In this course the developer will learn how to create a LoopBack API and build it out to an API that can be used as a backend for apps. We will start by creating a basic LoopBack API project and gradually enhance it to a production ready API. The API we create defines a few models to persist the data and has custom functionality, validation and hooks added to those models.
After our data structure is defined we will learn how to extend the functionality of LoopBack by using mixins and components. We will also lock our API down using ACL’s and create a mechanism to automatically define the admin and user roles and create our admin user.
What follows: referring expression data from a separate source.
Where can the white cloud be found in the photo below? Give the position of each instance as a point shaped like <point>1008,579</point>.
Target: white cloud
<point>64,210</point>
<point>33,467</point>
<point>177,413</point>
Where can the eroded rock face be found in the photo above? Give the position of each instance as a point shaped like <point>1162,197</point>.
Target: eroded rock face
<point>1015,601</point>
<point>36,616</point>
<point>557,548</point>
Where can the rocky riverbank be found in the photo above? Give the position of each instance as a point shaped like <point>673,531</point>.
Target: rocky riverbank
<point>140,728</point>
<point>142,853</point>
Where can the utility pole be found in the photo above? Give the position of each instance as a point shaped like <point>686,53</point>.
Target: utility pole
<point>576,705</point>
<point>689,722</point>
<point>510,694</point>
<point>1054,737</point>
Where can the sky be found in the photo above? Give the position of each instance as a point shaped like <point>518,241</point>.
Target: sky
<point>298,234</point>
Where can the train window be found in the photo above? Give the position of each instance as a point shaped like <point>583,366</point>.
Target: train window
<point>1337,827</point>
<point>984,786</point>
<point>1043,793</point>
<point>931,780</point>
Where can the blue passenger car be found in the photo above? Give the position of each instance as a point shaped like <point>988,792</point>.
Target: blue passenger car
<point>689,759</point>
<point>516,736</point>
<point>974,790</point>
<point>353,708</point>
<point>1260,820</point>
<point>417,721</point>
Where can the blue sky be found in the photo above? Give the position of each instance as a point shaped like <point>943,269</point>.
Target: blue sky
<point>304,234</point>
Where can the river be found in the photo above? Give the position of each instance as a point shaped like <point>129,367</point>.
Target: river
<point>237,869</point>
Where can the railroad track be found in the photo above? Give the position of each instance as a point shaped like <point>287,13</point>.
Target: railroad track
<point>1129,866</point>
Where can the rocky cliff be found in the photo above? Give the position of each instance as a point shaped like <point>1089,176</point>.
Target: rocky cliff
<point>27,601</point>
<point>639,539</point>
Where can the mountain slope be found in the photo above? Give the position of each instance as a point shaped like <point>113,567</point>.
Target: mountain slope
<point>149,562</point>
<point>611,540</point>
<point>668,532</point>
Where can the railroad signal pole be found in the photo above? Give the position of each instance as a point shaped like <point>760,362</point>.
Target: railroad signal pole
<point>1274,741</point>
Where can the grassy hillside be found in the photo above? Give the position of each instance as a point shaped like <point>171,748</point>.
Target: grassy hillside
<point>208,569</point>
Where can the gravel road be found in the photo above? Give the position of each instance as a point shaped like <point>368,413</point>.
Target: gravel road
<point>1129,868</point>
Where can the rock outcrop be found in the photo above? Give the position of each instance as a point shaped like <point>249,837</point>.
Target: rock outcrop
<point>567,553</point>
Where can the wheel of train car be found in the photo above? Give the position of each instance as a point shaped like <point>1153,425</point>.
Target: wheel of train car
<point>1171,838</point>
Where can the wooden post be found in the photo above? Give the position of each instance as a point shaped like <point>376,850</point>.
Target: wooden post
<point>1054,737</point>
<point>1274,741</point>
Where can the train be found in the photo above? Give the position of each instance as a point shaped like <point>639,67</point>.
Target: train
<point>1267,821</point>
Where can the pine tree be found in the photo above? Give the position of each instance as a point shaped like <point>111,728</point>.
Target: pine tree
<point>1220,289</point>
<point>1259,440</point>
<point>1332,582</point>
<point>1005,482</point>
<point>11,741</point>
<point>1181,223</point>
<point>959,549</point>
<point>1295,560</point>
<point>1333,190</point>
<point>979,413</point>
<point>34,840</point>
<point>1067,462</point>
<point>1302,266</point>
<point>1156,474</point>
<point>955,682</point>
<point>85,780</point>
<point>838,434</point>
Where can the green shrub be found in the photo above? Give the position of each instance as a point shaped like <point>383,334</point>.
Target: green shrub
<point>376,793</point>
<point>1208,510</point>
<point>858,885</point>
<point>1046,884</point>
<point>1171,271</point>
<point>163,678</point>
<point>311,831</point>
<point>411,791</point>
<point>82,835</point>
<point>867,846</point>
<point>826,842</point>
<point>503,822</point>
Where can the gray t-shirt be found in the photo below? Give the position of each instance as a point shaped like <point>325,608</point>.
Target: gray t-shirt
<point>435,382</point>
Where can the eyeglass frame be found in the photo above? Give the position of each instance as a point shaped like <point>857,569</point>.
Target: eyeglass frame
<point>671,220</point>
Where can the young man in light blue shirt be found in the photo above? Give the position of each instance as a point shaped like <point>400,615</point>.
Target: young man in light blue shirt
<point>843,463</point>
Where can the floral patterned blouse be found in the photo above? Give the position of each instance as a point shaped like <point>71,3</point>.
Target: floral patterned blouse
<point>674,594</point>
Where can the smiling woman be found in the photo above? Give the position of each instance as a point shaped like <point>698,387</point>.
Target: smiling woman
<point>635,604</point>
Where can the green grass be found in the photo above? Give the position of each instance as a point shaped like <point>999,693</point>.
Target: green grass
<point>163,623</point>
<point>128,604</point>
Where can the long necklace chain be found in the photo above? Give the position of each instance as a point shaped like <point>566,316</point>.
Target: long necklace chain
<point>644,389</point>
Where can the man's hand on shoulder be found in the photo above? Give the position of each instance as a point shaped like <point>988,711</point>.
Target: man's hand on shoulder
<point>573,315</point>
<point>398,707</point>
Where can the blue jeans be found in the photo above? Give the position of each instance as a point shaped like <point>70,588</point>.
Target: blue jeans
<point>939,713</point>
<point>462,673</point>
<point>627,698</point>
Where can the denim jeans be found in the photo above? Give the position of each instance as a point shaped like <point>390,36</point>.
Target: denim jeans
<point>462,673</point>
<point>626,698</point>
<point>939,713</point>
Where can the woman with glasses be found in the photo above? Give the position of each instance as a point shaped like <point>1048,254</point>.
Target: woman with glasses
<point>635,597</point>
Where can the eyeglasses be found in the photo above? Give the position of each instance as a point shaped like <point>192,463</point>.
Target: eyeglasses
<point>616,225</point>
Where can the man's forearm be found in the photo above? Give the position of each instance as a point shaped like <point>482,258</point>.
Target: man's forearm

The last part of the course will show how how to filter the data stored in the API. We will make the API production-ready by adding unit tests, connecting it to MongoDB and we will show how to deploy the app to now.sh.
LoopBack is a framework built on top of Express for creating APIs. It allows you to create end-to-end REST APIs that can access data from many data sources such as MondoDB, PostgreSQL, MySQL or other REST APIs.
In this lesson you will learn how to install loopback-cli and create a new LoopBack API project. After creating the basic LoopBack project through the CLI, running the server will give us access to the project and API Explorer urls. The user model will be available to us because user authentication was enabled.
In this lesson you will learn what a LoopBack model is, you will create a Product model using the LoopbBack CLI. The product model will be based off the built-in PersistedModel which gives it basic functionality like Create, Ready, Update, Delete and some more. Using the API Explorer you can interact with the new model, store, retrieve, edit and delete the product data.
In this lesson you will learn how to persist the data from the memory connector. As the name suggests, the memory connector stores the data in memory. This means that if you restart the server, the data is gone. In development mode it can be useful to store this data in a file, so it gets persisted between server restarts, and it can be easily inspected.